Hamas, the Islamic movement that has been embroiled in fierce combat with Israel in the Gaza Strip since the slaughter of 1,200 Israelis and foreigners on October 7, was founded by Sheikh Ahmad Yassin 36 years ago this month during the opening days of the first Palestinian uprising.

Its status as an important component of the Palestinian struggle against Israel is ably chronicled by Tareq Baconi in Hamas Contained: The Rise and Pacification of Palestinian Resistance (Stanford University Press). Although this book was published in 2018 and has been somewhat overtaken by recent events, it is well worth reading even today because it is thorough and comprehensive in scale and scope.
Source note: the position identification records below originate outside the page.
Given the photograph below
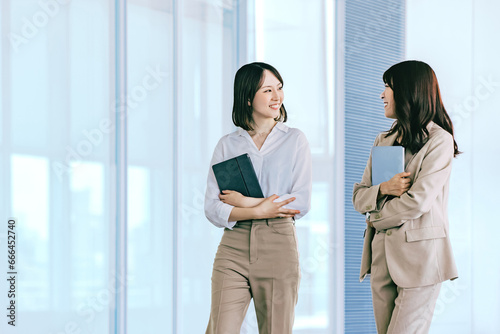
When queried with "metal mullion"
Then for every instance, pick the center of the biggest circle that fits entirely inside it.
(118, 231)
(176, 191)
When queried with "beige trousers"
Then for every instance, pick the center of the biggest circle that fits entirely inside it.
(398, 310)
(257, 259)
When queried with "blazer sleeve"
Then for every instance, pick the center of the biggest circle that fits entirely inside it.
(429, 181)
(364, 197)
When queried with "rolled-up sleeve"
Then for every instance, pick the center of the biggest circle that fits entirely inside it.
(301, 179)
(216, 211)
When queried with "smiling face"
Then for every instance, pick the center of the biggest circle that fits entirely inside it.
(389, 105)
(268, 99)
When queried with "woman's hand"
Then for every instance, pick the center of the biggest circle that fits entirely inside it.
(234, 198)
(397, 186)
(269, 209)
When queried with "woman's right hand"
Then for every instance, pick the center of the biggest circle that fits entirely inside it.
(269, 209)
(397, 186)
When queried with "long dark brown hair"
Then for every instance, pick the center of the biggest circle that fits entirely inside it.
(247, 81)
(417, 102)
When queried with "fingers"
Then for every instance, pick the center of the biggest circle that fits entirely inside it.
(287, 201)
(272, 197)
(290, 211)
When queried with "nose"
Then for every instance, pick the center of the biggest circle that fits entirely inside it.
(276, 95)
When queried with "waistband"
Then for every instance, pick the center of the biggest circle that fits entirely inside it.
(268, 221)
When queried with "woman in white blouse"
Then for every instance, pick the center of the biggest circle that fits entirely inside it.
(258, 257)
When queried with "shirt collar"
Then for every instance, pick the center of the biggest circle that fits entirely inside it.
(280, 126)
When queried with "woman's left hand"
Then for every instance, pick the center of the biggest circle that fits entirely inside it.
(233, 198)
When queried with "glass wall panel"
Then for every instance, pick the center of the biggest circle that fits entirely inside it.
(208, 64)
(55, 162)
(150, 165)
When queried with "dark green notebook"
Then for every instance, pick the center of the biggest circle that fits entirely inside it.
(239, 175)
Baconi, the president of the Al-Shabaka Palestinian Policy Network and the book review editor of the Journal of Palestine Studies, has a firm grasp of his subject and conveys its complexity in lucid prose.

Tareq Baconi

Being a Palestinian Arab himself, he writes from a Palestinian perspective. Yet he takes a relatively balanced approach, criticizing Hamas here and there. And he is eerily prescient, saying that “another conflagration” between Hamas and Israel is imminent, and predicting that “the manner in which the next war unfolds will be event-specific.”

Little did he know just how right he would be.

Five years after the publication of Hamas Contained, a plethora of kibbutzim and army bases in southern Israel were ruthlessly attacked by scores of Hamas terrorist bands intent on wreaking death and destruction on a nation that, inexcusably and tragically, had let down its guard in a colossal intelligence and military failure.

Describing Hamas as “the movement currently most representative of the notion of armed resistance against Israel,” he also compares it to “a religious and armed anti-colonial resistance movement.” At another point, he quotes Hamas political leader Ismail Haniyeh as saying, “We are a people who value death, just as our enemies value life.”

Ismail Haniyeh

Interestingly enough, Baconi is “unwavering” in his condemnation of targeting civilians on either side of the Israeli/Palestinian divide. Yet he rejects the common assumption that Hamas is a terrorist group, and concurs with the view that “Palestinian resistance fighters” are engaged in “a justified war” against Israel, which, he admits, is “a superb foe.”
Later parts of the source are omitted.